Baruch Spinoza: Qu'est-ce que la vérité ?
Extrait du document
«
"La première signification donc de Vrai et de Faux semble avoir tiré son origine
des récits ; et l'on a dit vrai un récit quand le fait raconté était réellement
arrivé; faux quand le fait raconté n'était arrivé nulle part.
[Plus tard les
Philosophes ont employé le mot pour désigner l'accord ou le non-accord d'une
idée avec son objet ; ainsi, l'on appelle Idée Vraie celle qui montre une chose
comme elle est en elle-même; Fausse celle qui montre une chose autrement
qu'elle n'est en réalité.
Les idées ne sont pas autre chose en effet que des
récits ou des histoires de la nature dans l'esprit:, Et de là on en est venu
à désigner de même par métaphore des choses inertes; ainsi quand nous disons
de l'or vrai ou de l'or faux, comme si l'or qui nous est présenté racontait quelque
chose sur lui-même, ce qui est ou n'est pas en lui."
Baruch Spinoza, Pensées métaphysiques (1663)
VOCABULAIRE SPINOZISTE
Vérité: ce n’est pas seulement l’accord de l’idée et de son objet extérieur:
c’est aussi et surtout l’accord de cette idée avec elle-même, et l’évidence
intérieure et immédiate d’une idée adéquate (index sui).
Les concepts «Dieu» et
« vérité» sont identiques.
Idée: concept conscient, activement formé par l’esprit (et non pas «image muette sur un tableau»).
Les idées
n’agissent que sur les idées.
Homme: réalité singulière, contingente, constituée par un corps et par l’idée de ce corps (esprit humain).
L’existence d’un homme n’est pas logiquement nécessaire mais elle résulte du système des causes naturelles.
Esprit: idée du corps constituant « l’esprit humain ».
C’est donc un mode fini de l’Attribut Pensée («Âme»).
Ce que défend ce texte:
Spinoza pose en effet que toute idée, dans la transparence de son immédiateté, peut donner lieu à une proposition qui
est comme contenue «en puissance» dans cette idée.

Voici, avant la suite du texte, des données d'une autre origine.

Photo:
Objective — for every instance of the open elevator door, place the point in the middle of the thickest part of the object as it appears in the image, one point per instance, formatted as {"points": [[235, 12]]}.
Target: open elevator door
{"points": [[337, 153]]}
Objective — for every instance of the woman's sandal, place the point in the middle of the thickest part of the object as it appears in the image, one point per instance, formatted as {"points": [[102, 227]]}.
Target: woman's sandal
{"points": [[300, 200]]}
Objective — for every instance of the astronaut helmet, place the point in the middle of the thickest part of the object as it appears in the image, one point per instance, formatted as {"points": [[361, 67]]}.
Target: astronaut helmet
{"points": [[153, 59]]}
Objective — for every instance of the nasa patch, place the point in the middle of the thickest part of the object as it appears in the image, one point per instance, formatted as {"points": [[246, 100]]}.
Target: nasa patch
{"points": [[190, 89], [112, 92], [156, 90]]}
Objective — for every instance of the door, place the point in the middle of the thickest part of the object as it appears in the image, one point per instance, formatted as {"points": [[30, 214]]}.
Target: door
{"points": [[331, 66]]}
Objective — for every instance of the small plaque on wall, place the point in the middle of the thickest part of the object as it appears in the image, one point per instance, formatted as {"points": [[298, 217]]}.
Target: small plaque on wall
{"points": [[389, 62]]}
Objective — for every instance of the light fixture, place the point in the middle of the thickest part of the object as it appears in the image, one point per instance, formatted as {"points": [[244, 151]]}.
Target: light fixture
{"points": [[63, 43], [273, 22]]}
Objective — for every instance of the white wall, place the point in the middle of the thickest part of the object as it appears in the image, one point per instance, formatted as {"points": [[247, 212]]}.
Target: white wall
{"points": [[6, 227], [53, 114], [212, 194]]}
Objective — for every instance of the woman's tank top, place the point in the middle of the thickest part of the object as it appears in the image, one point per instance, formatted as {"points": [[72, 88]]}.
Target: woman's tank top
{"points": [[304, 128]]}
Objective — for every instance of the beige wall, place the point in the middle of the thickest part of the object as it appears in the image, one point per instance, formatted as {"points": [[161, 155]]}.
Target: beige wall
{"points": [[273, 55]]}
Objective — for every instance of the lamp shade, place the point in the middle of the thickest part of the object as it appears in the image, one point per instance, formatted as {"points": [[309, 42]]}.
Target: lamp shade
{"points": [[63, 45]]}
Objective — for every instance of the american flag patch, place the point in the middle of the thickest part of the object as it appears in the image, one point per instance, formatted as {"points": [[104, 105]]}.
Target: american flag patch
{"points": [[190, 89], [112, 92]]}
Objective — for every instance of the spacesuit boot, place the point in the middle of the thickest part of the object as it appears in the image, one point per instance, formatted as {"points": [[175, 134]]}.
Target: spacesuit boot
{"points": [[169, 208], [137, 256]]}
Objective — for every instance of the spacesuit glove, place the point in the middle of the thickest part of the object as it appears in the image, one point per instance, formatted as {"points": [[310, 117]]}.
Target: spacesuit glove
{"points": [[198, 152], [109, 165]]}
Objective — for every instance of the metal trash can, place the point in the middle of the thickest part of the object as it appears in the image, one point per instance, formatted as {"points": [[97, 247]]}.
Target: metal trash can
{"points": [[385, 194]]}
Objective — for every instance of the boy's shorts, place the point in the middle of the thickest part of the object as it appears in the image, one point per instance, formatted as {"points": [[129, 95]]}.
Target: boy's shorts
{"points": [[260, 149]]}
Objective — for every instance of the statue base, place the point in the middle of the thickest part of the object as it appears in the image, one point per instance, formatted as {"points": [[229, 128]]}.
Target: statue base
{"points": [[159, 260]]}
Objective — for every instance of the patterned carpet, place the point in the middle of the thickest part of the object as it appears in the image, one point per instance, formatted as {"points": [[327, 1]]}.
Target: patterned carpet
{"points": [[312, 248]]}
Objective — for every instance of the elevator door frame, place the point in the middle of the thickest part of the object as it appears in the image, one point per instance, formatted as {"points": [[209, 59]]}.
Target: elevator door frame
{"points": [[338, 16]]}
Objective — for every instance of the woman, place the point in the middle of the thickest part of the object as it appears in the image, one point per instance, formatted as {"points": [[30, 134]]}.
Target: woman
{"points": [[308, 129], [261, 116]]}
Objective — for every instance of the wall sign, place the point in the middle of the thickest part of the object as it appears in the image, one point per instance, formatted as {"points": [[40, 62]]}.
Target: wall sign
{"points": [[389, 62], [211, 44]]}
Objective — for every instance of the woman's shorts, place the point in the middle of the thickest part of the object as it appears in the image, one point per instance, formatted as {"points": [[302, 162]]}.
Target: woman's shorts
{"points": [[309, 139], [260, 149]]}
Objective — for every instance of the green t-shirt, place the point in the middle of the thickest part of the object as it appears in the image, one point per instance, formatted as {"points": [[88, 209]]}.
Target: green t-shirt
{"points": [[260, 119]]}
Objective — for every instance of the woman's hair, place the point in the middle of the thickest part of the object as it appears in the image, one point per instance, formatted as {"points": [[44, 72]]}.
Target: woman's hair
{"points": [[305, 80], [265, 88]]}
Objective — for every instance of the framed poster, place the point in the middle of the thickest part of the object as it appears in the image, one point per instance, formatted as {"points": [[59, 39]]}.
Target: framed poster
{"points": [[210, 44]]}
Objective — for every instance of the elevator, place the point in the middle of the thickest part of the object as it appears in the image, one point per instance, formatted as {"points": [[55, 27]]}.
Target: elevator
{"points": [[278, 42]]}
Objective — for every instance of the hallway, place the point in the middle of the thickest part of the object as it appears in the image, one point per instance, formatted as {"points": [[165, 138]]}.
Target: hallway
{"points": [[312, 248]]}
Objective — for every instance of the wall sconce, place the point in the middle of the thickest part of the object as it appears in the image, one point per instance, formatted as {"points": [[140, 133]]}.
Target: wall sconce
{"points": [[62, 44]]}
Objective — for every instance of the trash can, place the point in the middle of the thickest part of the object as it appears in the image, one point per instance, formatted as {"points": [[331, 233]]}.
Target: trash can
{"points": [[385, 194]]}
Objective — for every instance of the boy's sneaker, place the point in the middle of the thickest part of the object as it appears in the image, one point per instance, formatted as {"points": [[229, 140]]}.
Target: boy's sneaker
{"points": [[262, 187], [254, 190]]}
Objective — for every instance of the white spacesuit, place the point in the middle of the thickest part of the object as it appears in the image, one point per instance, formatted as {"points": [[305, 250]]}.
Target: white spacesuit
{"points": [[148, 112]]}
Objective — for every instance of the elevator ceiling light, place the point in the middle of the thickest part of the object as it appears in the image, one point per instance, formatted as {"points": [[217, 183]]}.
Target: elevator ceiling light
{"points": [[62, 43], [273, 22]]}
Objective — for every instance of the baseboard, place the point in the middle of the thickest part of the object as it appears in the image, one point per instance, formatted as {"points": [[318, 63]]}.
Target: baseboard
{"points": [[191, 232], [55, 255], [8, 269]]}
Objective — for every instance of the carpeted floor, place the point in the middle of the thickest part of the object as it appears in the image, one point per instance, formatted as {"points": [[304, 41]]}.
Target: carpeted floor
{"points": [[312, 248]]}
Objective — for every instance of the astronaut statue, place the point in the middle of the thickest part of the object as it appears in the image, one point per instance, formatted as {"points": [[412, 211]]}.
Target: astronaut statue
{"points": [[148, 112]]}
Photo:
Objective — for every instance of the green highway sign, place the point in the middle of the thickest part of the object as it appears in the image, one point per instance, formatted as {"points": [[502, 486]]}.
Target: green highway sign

Mon idée du triangle n'est pas un reflet intellectuel passif d'un triangle réel, car elle peut donner lieu à un énoncé,
comme lorsque j'affirme qu'un triangle se définit précisément comme une figure à trois côtés
Que la vérité soit liée au langage, voilà donc qui ne fait plus aucun doute.
Pourtant il faut signaler un dernier usage des
termes «vrai» et «faux», qui semble bien constituer une extension abusive, ou plutôt une métaphore : «Et de là on en
est venu à désigner de même par métaphore des choses inertes».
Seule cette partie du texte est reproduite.